In a study comparing meropenem and imipenem/cilastatin in terms of the incidence of ADRs in hospitalized infants, it was found that more ADRs were seen with meropenem (62.8/1000 infant days vs. 40.7/1000 infant days, p < 0.001), but these ADRs were more severe with imipenem/cilastatin [15]. For this reason, in our study, it was seen that meropenem is the right choice in the NICU, but the platelet, eosinophil and AST levels of the neonates should be followed closely for the first 4 days from the start of meropenem. However, some of these ADRs are known to be preventable. According to a study that determined the incidence of preventable ADRs in the NICU, it was seen that anti-infectives were the most common cause [16]. In another study, it was determined that the drug causing the most ADRs in pediatric patients was vancomycin [3]. In addition to the increase in creatinine with the use of vancomycin, neutropenia was also observed in our study, especially in very low birth weight infants who may be frequently exposed to nephrotoxic drugs [17]. In our study, hyperglycemia was also determined in 13 patients associated with dexamethasone. Similarly to our study, Röhr et al. found that the risk of steroids-related hyperglycemia in very low birth weight infants increased 45 times [18]. However, when a risk analysis was performed for the three different steroids (dexamethasone, hydrocortisone, and methylprednisolone), it was determined that these ADRs were low or medium risk.
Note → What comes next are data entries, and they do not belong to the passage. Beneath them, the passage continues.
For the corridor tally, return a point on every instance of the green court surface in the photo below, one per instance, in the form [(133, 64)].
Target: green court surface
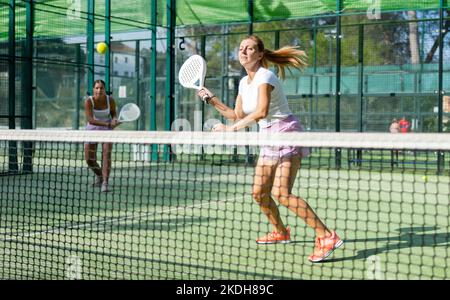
[(198, 221)]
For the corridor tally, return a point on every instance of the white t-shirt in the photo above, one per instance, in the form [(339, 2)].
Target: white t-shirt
[(278, 108)]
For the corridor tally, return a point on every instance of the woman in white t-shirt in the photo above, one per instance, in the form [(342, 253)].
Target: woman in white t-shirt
[(100, 111), (261, 99)]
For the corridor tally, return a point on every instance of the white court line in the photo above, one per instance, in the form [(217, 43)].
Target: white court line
[(111, 220)]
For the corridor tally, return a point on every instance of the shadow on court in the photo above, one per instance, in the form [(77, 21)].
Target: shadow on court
[(162, 224), (409, 237)]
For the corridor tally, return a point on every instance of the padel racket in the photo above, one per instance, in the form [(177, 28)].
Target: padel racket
[(192, 74), (129, 112)]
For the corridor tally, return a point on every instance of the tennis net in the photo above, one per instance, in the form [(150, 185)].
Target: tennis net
[(180, 206)]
In our study, 94.21% of the ADRs and 87.75% of the drugs were found to be low or medium risk. Similarly, the rate of low-risk ADRs was found to be 89% [3]. Considering the high-risk ADRs, significant thrombocytopenia was found in two patients and microvascular hemorrhage in one patient with enoxaparin. Since the pharmacokinetics of preterm infants vary due to maturational differences, their therapeutic concentrations may also be variable. According to an 8-year retrospective study evaluating the use of enoxaparin in the NICU, minor gastrointestinal bleeding was found in three (18.8%) patients [19]. In our study, microvascular hemorrhage was observed in two (16.7%) patients treated with enoxaparin on the mean 17th day of treatment. In order to minimize such high-risk ADRs, it is recommended that the patient be monitored at the beginning of treatment, once a week, and every 3–4 weeks when the patient is stable, especially in preterm infants or patients with renal failure [20]. High-risk hypotension and a decrease in seizure threshold were detected in one patient each with dexmedetomidine. One patient had erythropenia and leukopenia, categorized as high-risk due to vinblastine use. In a patient who was administered dornase alfa for persistent atelectasis, drug-related respiratory obstruction was observed. One patient had severe neutropenia associated with etoposide. The last ADR, which was determined as high-risk, was an increase in INR as a result of prednisolone exposure, despite the fact that the patient is administered vitamin K once a week. The fact that these high-risk ADRs determined in the NICU also occur in drugs that are rarely seen shows the importance of monitoring in drugs that are not used routinely.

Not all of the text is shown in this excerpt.